0:00

In this video, I am going to give an overview of various types of models that

have been used for sequences. I'll start with the simplest kinds of

model, which is ultra aggressive models, that just try and predict the next term or

the sequence from previous terms. I'll talk about more elaborate variants of

them using hidden units. And then I'll talk about, more interesting

kinds of models, that have hidden state, and hidden dynamics.

These include linear dynamical systems and hidden Markov models.

Most of these are quite complicated kinds of models, and I don't expect you to

understand all the details of them. The main point of mentioning them is to be

able to show how recurrent your own networks are related to models of that

kind. When we're using machine learning to model

sequences, we often want to turn one sequence into another sequence.

For example, we might want to turn English words into French words or we might want

to take a sequence of sand pressures and turn it into a sequence of word identities

which is what's happening in speech recognition.

1:13

Sometimes we don't have a separate target sequence, and in that case we can get a

teaching signal by trying to predict the next term in the input sequence.

So the target output sequence is simply the input sequence with an advance of one

time step. This seems much more natural, than trying

to predict one pixel in an image from all the other pixels or one patch of an image

from the rest of the image. One reason it probably seems more natural

is that for temporal sequences, there is a natural order to do the predictions in.

Whereas for images it's not clear what you should predict from what.

But in fact a similar approach works very well for images.

1:58

When we predict the next term in a sequence, it blurs the distinction,

between supervised and unsupervised learning, that I made at beginning of the

course. So we use methods that were designed for

supervised learning to predict the next term.

But we don't require separate teaching signal.

So in that sense, it's unsupervised. I'm now going to give a quick review of

some of the, other models of sequences, before we get on to using recurrent neural

nets to model sequences. So a nice simple model for sequences that

doesn't have any memory is an auto regressive model.

What that does is take some previous terms in the sequence and try and predict the

next term basically as a weighted average of previous terms.

The previous terms might be individual values or they might be whole vectors.

And a linear auto regressive model would just take a weighted average of those to

predict the next term. We can make that considerably more

complicated by adding hidden units. So in a feedforward neural net, we might

take some previous input terms, put them through some hidden units, and predict the

next term. Memory list models are only one subclass

of models that can be used for sequences. We can think about ways of generating

sequences, and one very natural way to generate a sequence is to have a model

that has some hidden state which has its own internal dynamics.

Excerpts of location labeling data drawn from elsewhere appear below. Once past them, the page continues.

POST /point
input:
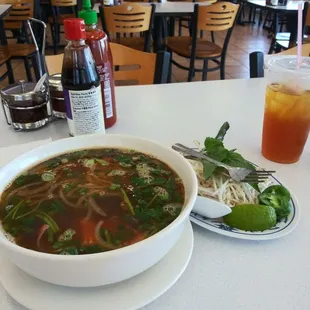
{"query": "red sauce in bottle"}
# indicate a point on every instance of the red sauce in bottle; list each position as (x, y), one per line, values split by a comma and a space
(97, 40)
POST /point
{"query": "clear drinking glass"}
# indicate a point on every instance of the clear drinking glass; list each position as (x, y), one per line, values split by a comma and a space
(287, 109)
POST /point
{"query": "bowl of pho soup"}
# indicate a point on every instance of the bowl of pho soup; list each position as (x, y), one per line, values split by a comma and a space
(93, 210)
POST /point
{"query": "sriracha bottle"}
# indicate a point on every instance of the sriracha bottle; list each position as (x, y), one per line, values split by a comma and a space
(97, 40)
(81, 82)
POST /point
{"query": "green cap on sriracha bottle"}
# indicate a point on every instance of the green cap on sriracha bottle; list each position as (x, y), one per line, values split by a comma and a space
(88, 14)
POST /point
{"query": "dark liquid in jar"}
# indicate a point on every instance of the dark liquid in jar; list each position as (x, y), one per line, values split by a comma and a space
(32, 115)
(79, 78)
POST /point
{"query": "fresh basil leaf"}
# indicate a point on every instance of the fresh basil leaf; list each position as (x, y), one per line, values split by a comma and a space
(222, 132)
(212, 143)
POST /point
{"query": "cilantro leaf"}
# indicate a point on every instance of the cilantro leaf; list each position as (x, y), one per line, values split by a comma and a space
(208, 169)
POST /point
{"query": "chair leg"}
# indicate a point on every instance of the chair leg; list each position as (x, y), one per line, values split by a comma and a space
(36, 64)
(27, 68)
(54, 39)
(222, 69)
(272, 46)
(10, 72)
(205, 69)
(180, 27)
(57, 38)
(260, 20)
(170, 69)
(191, 72)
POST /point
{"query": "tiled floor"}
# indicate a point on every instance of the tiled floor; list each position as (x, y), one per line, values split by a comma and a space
(245, 39)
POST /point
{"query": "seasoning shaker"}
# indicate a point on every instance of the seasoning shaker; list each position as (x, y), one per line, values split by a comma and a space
(25, 109)
(57, 98)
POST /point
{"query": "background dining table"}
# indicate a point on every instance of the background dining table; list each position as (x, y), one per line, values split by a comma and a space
(289, 10)
(166, 9)
(223, 273)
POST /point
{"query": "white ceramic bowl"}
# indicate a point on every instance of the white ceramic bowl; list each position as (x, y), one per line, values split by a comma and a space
(109, 267)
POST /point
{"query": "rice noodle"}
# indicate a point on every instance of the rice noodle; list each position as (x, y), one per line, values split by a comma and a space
(27, 192)
(66, 201)
(96, 207)
(101, 242)
(88, 214)
(91, 178)
(223, 189)
(12, 193)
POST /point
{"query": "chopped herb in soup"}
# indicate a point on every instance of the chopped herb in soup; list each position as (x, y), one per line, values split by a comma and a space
(91, 201)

So, the hidden state evolves according to its internal dynamics, and the hidden

state also produces observations, and we get to see those observations.

That's a much more interesting kind of model.

4:04

If the dynamics of the hidden state is noisy and the way it generates outputs

from its hidden state is noisy, then by observing the output of a generative model

like this, you can never know for sure what it's hidden state was.

The best you can do is to infer probability distribution over the space of

all possible hidden state vectors. You can know that it's probably in some

part of the space and not another part of the space, but you can't pin it down

exactly. So with a generative model like this, if

you get to observe what it produces, and you now try to infer what the hidden state

was, in general that's very hard, but there's two types of hidden state model

for which the computation is tractable. That is, there's a fairly straightforward

computation that allows you to infer the probability distribution over the hidden

state vectors that might have caused the data.

Of course when we do this and apply it to real data.

We're assuming that the real data is generated by our model.

So that's typically what we do when we're modeling things.

We assume the data was generated by the model and then we infer what state the

model must have been in, in order to generate that data.

5:23

The next three slides are mainly intended for people who already know about the two

types of hidden state model I'm going to describe.

The point of the slides is so that I make it clear how recurrent neural networks

differ from those standard models. If you can't follow the details of the two

standard models, don't worry too much. That's not the main point.

5:50

So one standard model is a linear dynamical system.

It's very widely used in engineering. This is a generative model that has real

valued hidden state. The hidden state has linear dynamics,

shown by those red arrows on the right. And the dynamics has Gaussian noise, so

that the hidden state evolves probabilistically.

6:15

There may also be driving inputs, shown at the bottom there, which directly influence

the hidden state. So the inputs, influence the hidden state

directly, the hidden state determines the output to predict the next output of a

system like this, we need to be able to infer its hidden state.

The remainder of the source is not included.